Prior to Podbilewicz-Weinberg’s joining JFS, the organization had identified 17 survivors under its care. In the last 20 months, 59 clients have received services, from information and referral to complete JFS wraparound support.
“We’ve provided services to survivors since 1998 and it has always been important,” said Debi Weiner, who as senior director of Older Adult Services helped create and initiate the program before retiring Dec. 31. “We have now increased our services and our outreach is helping identify prospective clients. Yaffa is nothing less than incredible and our whole team, staff and volunteers, make it happen.”
Deborah Leibensberger, celebrating 20 years supporting JFS’ older adults, was recently named director of that department and, following Weiner’s lead, she recognizes the depth of its offerings.
“Yaffa has taken the program and run with it. She’s worked hard to identify those we’ve not reached before and we are gaining momentum every day,” said Leibensberger. “Her kindness and her talent in clinical skills are meeting the needs and easing this time of such isolation for so many.”
Lily Linetsky’s family immigrated to the United States in 1978 with her brother, Roman, and mother Shayna, now of blessed memory. Her father, who was wounded in a battle near Leningrad, died of his injuries in 1943. The family affiliated with JFS not long after their arrival and appreciated many kinds of support. Years later, Linetsky’s sister-in-law worked as JFS’ controller for 27 years and Linetsky herself volunteered for more than 35 years. Now, as a client of JFS, she meets with Podbilewicz-Weinberg and uses a Uniper unit. She enjoys its Shabbat services and exercise classes.
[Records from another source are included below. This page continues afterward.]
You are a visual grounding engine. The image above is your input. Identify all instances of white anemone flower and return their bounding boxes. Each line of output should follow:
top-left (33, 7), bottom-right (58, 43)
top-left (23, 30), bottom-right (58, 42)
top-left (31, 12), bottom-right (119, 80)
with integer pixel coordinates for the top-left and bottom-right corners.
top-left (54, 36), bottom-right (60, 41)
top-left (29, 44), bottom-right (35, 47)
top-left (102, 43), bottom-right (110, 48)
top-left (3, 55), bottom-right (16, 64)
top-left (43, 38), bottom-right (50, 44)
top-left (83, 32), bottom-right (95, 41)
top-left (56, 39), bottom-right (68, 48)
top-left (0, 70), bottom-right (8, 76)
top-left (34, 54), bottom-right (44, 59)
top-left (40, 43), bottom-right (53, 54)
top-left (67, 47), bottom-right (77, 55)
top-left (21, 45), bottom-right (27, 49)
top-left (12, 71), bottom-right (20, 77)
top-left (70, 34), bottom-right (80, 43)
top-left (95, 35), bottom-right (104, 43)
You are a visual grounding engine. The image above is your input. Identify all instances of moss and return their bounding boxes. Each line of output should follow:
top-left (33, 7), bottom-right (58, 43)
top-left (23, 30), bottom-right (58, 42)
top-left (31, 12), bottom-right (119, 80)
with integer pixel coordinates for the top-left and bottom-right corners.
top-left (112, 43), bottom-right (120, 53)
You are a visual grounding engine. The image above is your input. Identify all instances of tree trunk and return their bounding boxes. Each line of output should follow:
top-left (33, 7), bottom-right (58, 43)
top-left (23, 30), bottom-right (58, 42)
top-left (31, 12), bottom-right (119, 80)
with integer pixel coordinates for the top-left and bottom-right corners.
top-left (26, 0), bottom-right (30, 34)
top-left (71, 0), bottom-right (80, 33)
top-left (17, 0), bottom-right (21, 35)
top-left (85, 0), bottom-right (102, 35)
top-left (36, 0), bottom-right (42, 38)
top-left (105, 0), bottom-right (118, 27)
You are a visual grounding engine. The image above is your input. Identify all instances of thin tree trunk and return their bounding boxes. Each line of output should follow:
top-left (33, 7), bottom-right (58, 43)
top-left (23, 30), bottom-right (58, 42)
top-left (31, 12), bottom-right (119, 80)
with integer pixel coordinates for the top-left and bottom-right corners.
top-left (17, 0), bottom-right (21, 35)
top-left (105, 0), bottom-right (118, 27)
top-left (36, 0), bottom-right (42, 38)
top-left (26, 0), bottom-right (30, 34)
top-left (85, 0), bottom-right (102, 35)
“Yaffa couldn’t be more sincere or nice. I can be completely open with her. Emotionally, physically, in so many ways and especially during this time when you can’t get out to be with people it matters so much,” she said. “I’ve never forgotten how JFS helped us when we first arrived and I always promised to return the help when I could. When I had time and money to give, I did. Now, I’m again grateful for the support.”
Nathan Shturman immigrated to Fort Worth from the former Soviet Union at age 16 with his brother Edward and parents Fira and Victor, both of blessed memory.
Shturman says when his mother became ill, he reached out to the JFS older adults program. While she was under Podbilewicz-Weinberg’s care for only a few months before her passing last year, their relationship was important and meaningful, supportive and kind. Shturman, himself disabled due to illness, now receives JFS’ services including care under Podbilewicz-Weinberg, use of the Uniper system and weekly calls from a Friendly Visitor volunteer of JFS.
“Yaffa is a people person and what she shares is important for anyone, every human being,” he said. “She’s like eyes for a blind person, bringing help in so many ways.”
In addition, Shturman enjoys learning about Judaism, an in-person shofar blowing outside his home last fall and, like many clients, appreciates receiving holiday bags and greetings.
“Uniper is like a window to the world. I can ‘meet’ with Yaffa or I can watch Yiddish programming that reminds me of my childhood home. There’s exercise and music and almost anything you can imagine,” said Shturman. “For someone home almost all the time, JFS and Yaffa have brought so much in.”
“The important thing is to keep finding the survivors whom we can help; we know there are more,” said Podbilewicz-Weinberg. She also expressed gratitude — in addition to the national organizational support — to the Jewish Federation of Greater Dallas, the Dallas Holocaust and Human Rights Museum and Holocaust survivor support programs of The Blue Card, KAVOD, Selfhelp Community Services and many individual donors and volunteers. “One client tells a friend who tells another or more — and we have the blessing to help. That is why we’re here.”